Building reliable systems around models.
AI engineering is the work of turning foundation models into useful software: prompts, retrieval, tools, evals, inference, feedback loops, and production boundaries.
The model matters, but the system around the model usually decides whether the product is trustworthy, fast, affordable, and useful.
The shift: ML engineering to AI engineering
Reliable AI Engineering Beyond the Prototype
A podcast-style walkthrough of evals, RAG, agents, inference, and the production scaffolding that turns model demos into reliable systems.
Classic ML engineering starts with training a model. AI engineering often starts with a powerful existing model, then builds the product scaffolding around it.
The daily work changes. You still care about data, tests, latency, cost, reliability, and monitoring. But now the uncertain component is a general-purpose model that can reason, hallucinate, follow tools, ignore instructions, or behave differently after a model upgrade.
ML engineering
- Train or tune a model for one task.
- Optimize metrics on labeled datasets.
- Serve predictions through an API.
- Monitor drift and retrain when needed.
AI engineering
- Compose a model with prompts, tools, memory, and retrieval.
- Evaluate behavior across messy real requests.
- Control output shape, safety, latency, and cost.
- Monitor failures and close the feedback loop.
Foundation models
A foundation model is a general model trained on broad data, then adapted by prompting, tools, retrieval, or finetuning.
| Concept | Plain meaning |
|---|---|
| Token | A chunk of text the model reads and writes. |
| Context window | The amount of input and output the model can consider at once. |
| Sampling | The model choosing the next token from likely options. |
| Temperature | A control for how varied or conservative the output is. |
| Structured output | Constraining the answer into JSON or another exact schema. |
Evaluation: the actual hard part
If you cannot tell whether the AI system got better or worse, you do not have an engineering loop yet.
Evals are test suites for model behavior. They include inputs, expected facts, unacceptable behaviors, graders, human review, and production feedback. The goal is not perfect truth. The goal is to catch regressions before users do.
{
"input": "How do I reset my warehouse password?",
"expected_facts": [
"route through internal identity provider",
"never expose raw database credentials",
"link to approved runbook"
],
"checks": [
"factuality",
"policy_compliance",
"citation_quality",
"tone"
]
}- Use deterministic checks for schema, citations, and policy rules.
- Use model graders for fuzzy qualities like helpfulness or completeness.
- Keep a small golden set that humans trust.
- Add failed production examples back into the eval set.
Prompt engineering, treated seriously
A prompt is not magic wording. It is the interface contract between your software and the model.
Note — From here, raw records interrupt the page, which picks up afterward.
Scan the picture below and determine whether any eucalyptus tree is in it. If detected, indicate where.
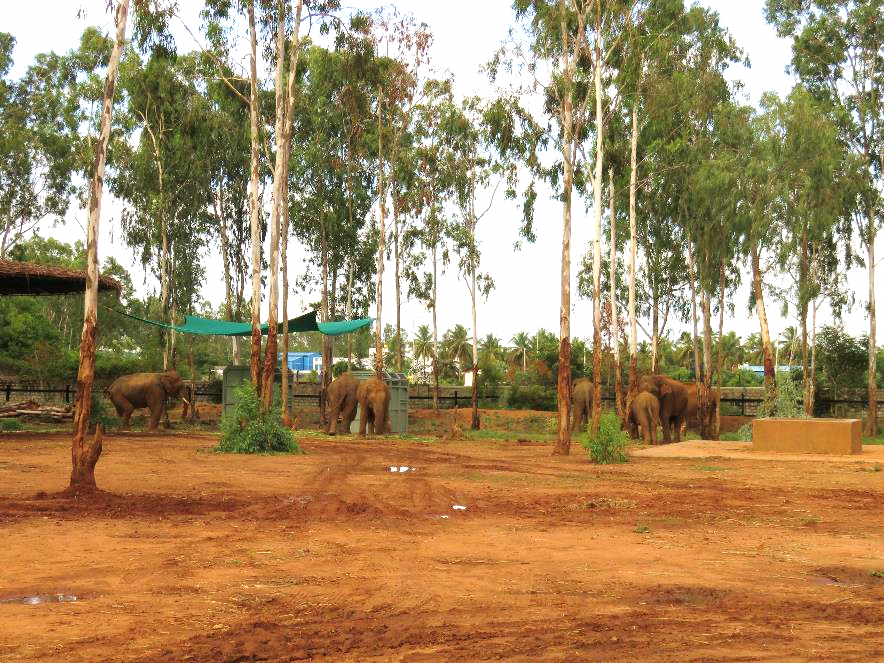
[504,0,596,455]
[765,86,850,414]
[0,28,93,258]
[765,0,884,437]
[69,0,129,492]
[402,79,457,410]
[110,50,211,370]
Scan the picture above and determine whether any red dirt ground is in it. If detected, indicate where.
[0,412,884,662]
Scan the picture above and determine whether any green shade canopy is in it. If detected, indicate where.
[108,308,374,336]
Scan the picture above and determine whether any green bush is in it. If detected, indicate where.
[89,394,119,430]
[217,381,301,454]
[581,412,629,465]
[507,382,556,410]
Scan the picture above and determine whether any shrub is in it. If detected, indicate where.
[217,381,301,454]
[89,393,119,430]
[581,412,629,465]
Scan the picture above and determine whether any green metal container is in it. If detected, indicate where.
[350,371,408,433]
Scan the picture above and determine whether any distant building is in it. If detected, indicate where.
[279,352,322,373]
[740,364,793,378]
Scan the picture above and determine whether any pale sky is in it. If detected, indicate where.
[0,0,881,352]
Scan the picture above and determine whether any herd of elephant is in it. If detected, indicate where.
[571,375,719,444]
[108,371,718,444]
[107,371,391,437]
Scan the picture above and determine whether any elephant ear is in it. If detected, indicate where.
[160,371,184,396]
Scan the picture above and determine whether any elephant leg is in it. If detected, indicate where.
[328,404,338,435]
[675,416,684,442]
[660,412,672,444]
[359,403,368,437]
[112,396,135,430]
[341,404,356,433]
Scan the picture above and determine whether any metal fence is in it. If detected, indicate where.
[6,382,884,417]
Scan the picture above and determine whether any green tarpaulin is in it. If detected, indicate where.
[108,308,374,336]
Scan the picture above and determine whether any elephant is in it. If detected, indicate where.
[325,373,359,435]
[682,382,720,428]
[571,378,592,435]
[356,375,392,437]
[628,391,660,444]
[107,370,184,431]
[638,375,690,442]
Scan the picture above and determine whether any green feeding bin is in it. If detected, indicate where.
[350,371,408,433]
[221,366,294,415]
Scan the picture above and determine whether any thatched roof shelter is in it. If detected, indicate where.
[0,260,121,295]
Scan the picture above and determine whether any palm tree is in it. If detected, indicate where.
[672,331,694,368]
[510,332,532,373]
[411,325,433,382]
[479,334,503,363]
[780,325,800,366]
[442,324,473,372]
[743,332,764,366]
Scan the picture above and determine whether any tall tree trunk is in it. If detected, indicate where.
[591,45,605,435]
[865,223,878,437]
[247,0,262,393]
[651,292,660,375]
[625,104,638,413]
[750,241,777,412]
[714,263,727,436]
[215,186,239,366]
[433,241,440,412]
[68,0,129,492]
[470,266,479,430]
[261,0,287,411]
[374,87,387,379]
[553,12,576,456]
[608,168,627,423]
[279,172,292,426]
[697,291,718,440]
[391,191,402,373]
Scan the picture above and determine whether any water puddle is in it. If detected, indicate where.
[0,594,82,605]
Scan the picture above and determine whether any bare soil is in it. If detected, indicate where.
[0,415,884,662]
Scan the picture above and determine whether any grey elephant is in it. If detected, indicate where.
[107,371,184,431]
[356,375,392,437]
[638,375,689,442]
[326,373,359,435]
[628,391,660,444]
[571,378,592,434]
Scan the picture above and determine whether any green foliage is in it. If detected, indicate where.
[581,411,629,465]
[89,394,119,430]
[217,381,301,454]
[816,325,868,393]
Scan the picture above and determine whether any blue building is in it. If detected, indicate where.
[279,352,322,373]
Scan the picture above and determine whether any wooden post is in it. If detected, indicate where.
[70,0,129,492]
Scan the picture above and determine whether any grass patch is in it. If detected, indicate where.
[217,382,303,454]
[581,412,629,465]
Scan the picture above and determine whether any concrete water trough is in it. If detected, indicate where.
[752,418,863,455]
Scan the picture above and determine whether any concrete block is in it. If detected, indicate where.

| Prompt part | Why it exists |
|---|---|
| Role | Sets the job the model is doing. |
| Task | States the actual work to complete. |
| Context | Gives data the model should use. |
| Constraints | Defines what not to do. |
| Output format | Makes downstream parsing reliable. |
RAG: retrieval-augmented generation
RAG gives the model relevant material at answer time instead of trying to bake all knowledge into model weights.
user question
-> query rewrite
-> retrieve candidate chunks
-> rerank
-> build grounded prompt
-> generate answer
-> cite sources
-> evaluate answer qualityThe hard parts are chunking, metadata, retrieval quality, reranking, citation behavior, freshness, and knowing when no answer should be given. A weak retriever makes even a strong model look careless.
Agents
An agent is a loop where a model can decide what to do next, often by calling tools and observing results.
Agentic systems are useful when the path is not fully known in advance: research, debugging, triage, multi-step operations, or workflow automation. They are risky when actions are expensive, irreversible, security-sensitive, or hard to verify.
| Agent control | Reason |
|---|---|
| Tool schemas | Limit what the model can request. |
| Budgets | Cap steps, tokens, time, and money. |
| Approval gates | Require humans before sensitive actions. |
| State logs | Make reasoning and tool results inspectable. |
Finetuning and dataset engineering
Finetuning changes model behavior. Retrieval changes model context. Most teams need better context and evals before they need finetuning.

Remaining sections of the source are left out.